The band members' current ages are 16 to 18 years.
They
draw inspiration from 60's blues boom (The Rolling Stones, The Yardbirds) and 70's pub rock bands
such as Dr.
Feelgood, Eddie and the Hot Rods, Lew Lewis and
Rockpile as
well as the original bluesmen and rock 'n' roll artists such as Chuck Berry,
Bo
Diddley, Howlin'
Wolf and
Little
Walter, among others. (from
WikiPedia)
Young,
snotty and loud was a description of punk
in the late Seventies On the
front cover of their debut album Snapshot
(2013) and in various YouTube clips, the members of The Strypes look
impossibly young. They look four 15-year olds dressed up in best Saturday night
finery for a night out at the Church disco or something. Yet, in fact, these
four young guys are in a contemporary British R & B band with apparent deep
roots in mid-Seventies pub rock. The lads give new meaning to the phrase “fresh
faced” and it is hardly believable that they are of a drinking age for the pubs
in which they would seem to be at home performing. They are, however, quite loud when they play
their modern/retro brand of high energy update R & B.
For me
The Strypes are one of the most exciting discoveries of 2014. I adore this kind of rough and tumble R &
B and blues-rock and if their roots are in pub rock they also have a lot of Dr
Feelgood in the mix. Dr Feelgood was my personal big musical discovery when I
was in high school, my secret passion when my mates were into Bowie, Led Zeppelin
or Uriah Heep, and any band that honours that heritage must be all right.
I
stumbled across The Strypes early in 2014, when I was trawling through YouTube,
probably checking out videos featuring the Rolling Stones, the Pretty Things
and the best of the British blues boom of the mid to late Sixties. My first thought was that The Strypes were a
hitherto unknown Sixties band; there was no way that four boys who looked this
young could be playing music that sounded this old-fashioned. Amidst all the modern rock available on the Internet
this brand new take on a venerable genre took me by glorious surprise. I liked
it a lot.
I checked
out the band biography on WikiPedia and found their debut album and an EP on
iTunes, which I did not buy at the time.
Some
months later, when I’d finally decided that I should buy the debut album, I had
completely forgotten the band’s name. The only thing that stuck in my mind was
that the name had a funny Sixties style strange spelling. It took two evenings of
frantic trawling through YouTube before the band name popped into my head again,
while I was watching a video of the type of plagiarism practiced by Led
Zeppelin on their debut album from 1969, of all things, when the name of The
Strypes came back to me. Then I did buy
the album from iTunes. Not much chance of it ever popping up in my local Musica
store.
Back in
the mid-Seventies I was electrified when I heard Dr Feelgood for the first
time. Something similar has happened, about 40 years later, when I heard The
Strypes for the first time. Maybe I’m just a sucker for tough R & B played
with flair enthusiasm and a patent love for the genre.
The songs
on Snapshot are a mixture of
standards and original tunes, all of them played with the same vigour as one
might imagine the Rolling Stones had at their early gigs on Eel Pie Island or
Dr Feelgood in Canvey Island pubs. How
on earth these kids decided to play this retro music is a mystery. I would
guess they were influenced by the record collections of their parents, probably
of the generation of British pub rockers led by Dr Feelgood; a genre that still
has its adherents to this day in clubs and pubs all across Europe and North
America. Not quite blues and not quite straightforward rock either. My belief,
though, was that the practitioners were older, in their forties or fifties,
rather than as young as The Strypes.
The
Strypes fall somewhere between Dr Feelgood and Eddie & The Hotrods, in
terms of style and attitude; a mix of old heads on young bodies.
From
opening track “Mystery Man” (that sounds suspiciously like a cop of “Route 66”)

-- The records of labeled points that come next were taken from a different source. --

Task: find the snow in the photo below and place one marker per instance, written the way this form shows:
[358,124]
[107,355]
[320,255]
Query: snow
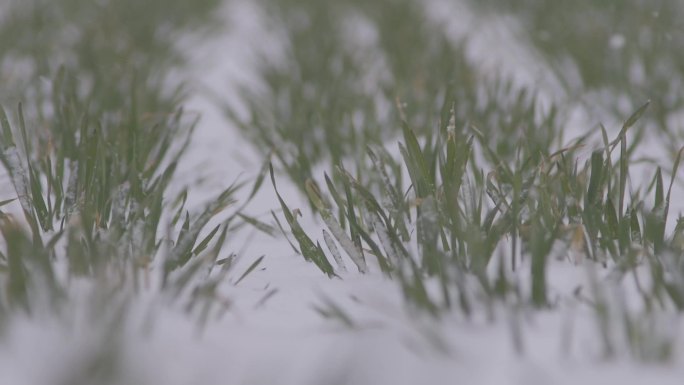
[272,333]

to the final live version of “I Can Tell” on the Deluxe Version of the album I
bought on iTunes, there is a visceral excitement and it is one of those records
where I have a delighted smile on my face from the first to last notes, because
this is so the kind of music that first awakened my interest in rock beyond the
glam pop sounds of the early Seventies.
“Blue
Collar Jane” is an excellent example of the amalgam of styles and influences
that inform The Strypes. The title character could be a mid-Sixties Rolling
Stones creation, the riffing underpinning the chorus is derived from the Pretty
Things and the lead break is straight from the Yardbirds. The guitarist plays
fat chords, with a thick fuzz tone and the shrill harp channels Sonny Boy
Williamson II as filtered through Keith Relf’s take on the blues. Essentially
The Strypes is a throwback to the dozens of British R & B bands who played
church halls and the backrooms of pubs in the period 1962 to 1967, when they
got psychedelic and airy fairy pop. If I had simply heard the music without any
knowledge of who it was, I would absolutely have thought this band was a
previously undiscovered group from the British provinces.
It is a
tad disconcerting to hear two versions of “I Can Tell” on this album. The
opening chords of this song, as played by Dr Feelgood from their second album Malpractice, is one of my top favourite
album openers and still sends a thrill up and down my spine when I hear it. The
Strypes, to their credit, do not imitate the Feelgoods. I would like to believe
that the Canvey boys’ version is the inspiration for The Strypes who do as a
tough version as the Feelgoods ever did. I can certainly hear an echo of the
patented Wilko Johnson guitar style. “I’m A Hog For You, Baby” is another song I
associate with the Feelgoods, off their live album Stupidity. This must mean
that The Strypes have the same affection for the early Dr Feelgood as I have. The
other band that comes to mind is Nine Below Zero, a modern R & B and blues
group whose second album Don’t Point Your
Finger (1981) shares the same fat, bottom heavy guitar sound with The
Strypes although earlier band’s leader, Mark Feltham, is a virtuoso harp
player.
A great
many bands must have covered “Can’t Judge A Book By The Cover” over the years
and the version here is pretty much your standard British R & B template.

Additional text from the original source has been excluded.